From the In Memoriam column of the May 2005 Perspectives
David Spring (19182004), professor of history at Johns Hopkins University for 40 years, died November 12, 2004. Born in Toronto, Canada, Spring was educated at the University of Toronto and received his PhD at Harvard University in British history. He came to Johns Hopkins in 1949 and was a member of the history department until his retirement in 1989. He was the recipient of numerous awards, including fellowships from the Ford Foundation, the Guggenheim Foundation, and the NEH. He was also a fellow of the Royal Historical Society of Great Britain.
Professor Spring was a historian of the social and economic history of Great Britain in the 19th century, with a special interest in English landed society. His publications include The English Landed Estate in the Nineteenth Century (1963); European Landed Elites in the Nineteenth Century (1977), with Eileen Spring; Ecology and Religion in History (1974); and numerous articles on his "Lords of Bladesover," whom he brought to life with the skill of a Victorian novelist. The dukes of Bedford, Northumberland, Buckingham, the earls of Fitzwilliam and Durham, the Grahams, Grenvilles, not to forget "Ralph Sneyd, country gentleman" were not only improving landlords and shrewd accountants, but also the most versatile and quirky group of English men and women of an elite known for its eccentricity.
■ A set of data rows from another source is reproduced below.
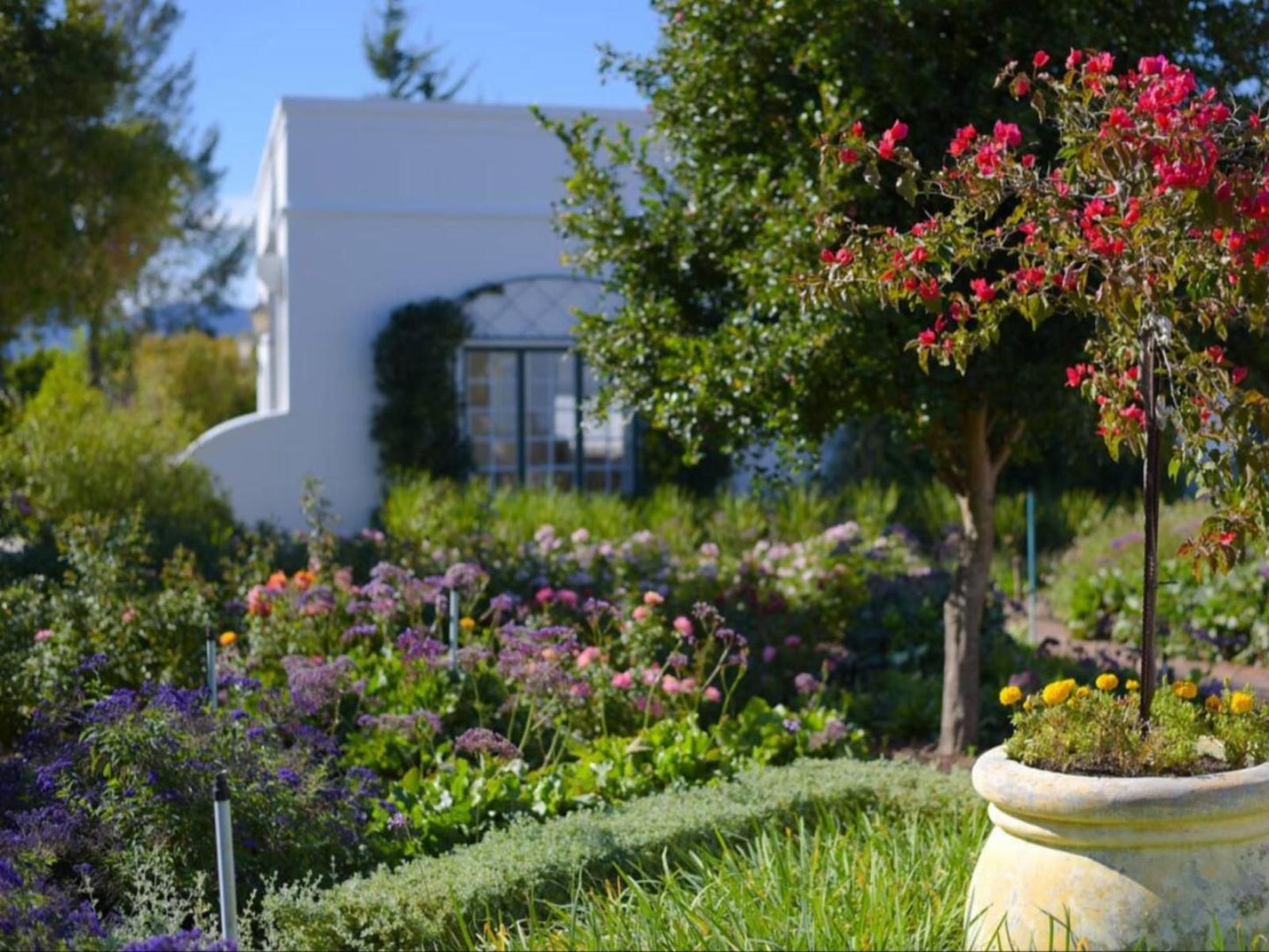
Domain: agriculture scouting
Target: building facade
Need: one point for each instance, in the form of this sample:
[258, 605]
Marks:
[363, 206]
Spring trained 16 completed PhDs, eight of whom published their dissertations in British history and three of whom became leaders in the field. As one of his first graduate students, I can attest to his reputation as an exacting and meticulous mentor, giving attention not only to the organization and argument of the dissertation, but also to the quality of evidence and clarity of style. Spring always kept abreast of the latest issues and techniques of socio-economic history ranging from demography and prosopography to social mobility and professional identity, treated with the proper dose of skepticism. With his wife, Eileen Spring, David developed a keen interest in legal history and the family settlement, so crucial to the survival of the British aristocracy.
David Spring was urbane, a witty and ironic lecturer, the perfect Victorian gentleman.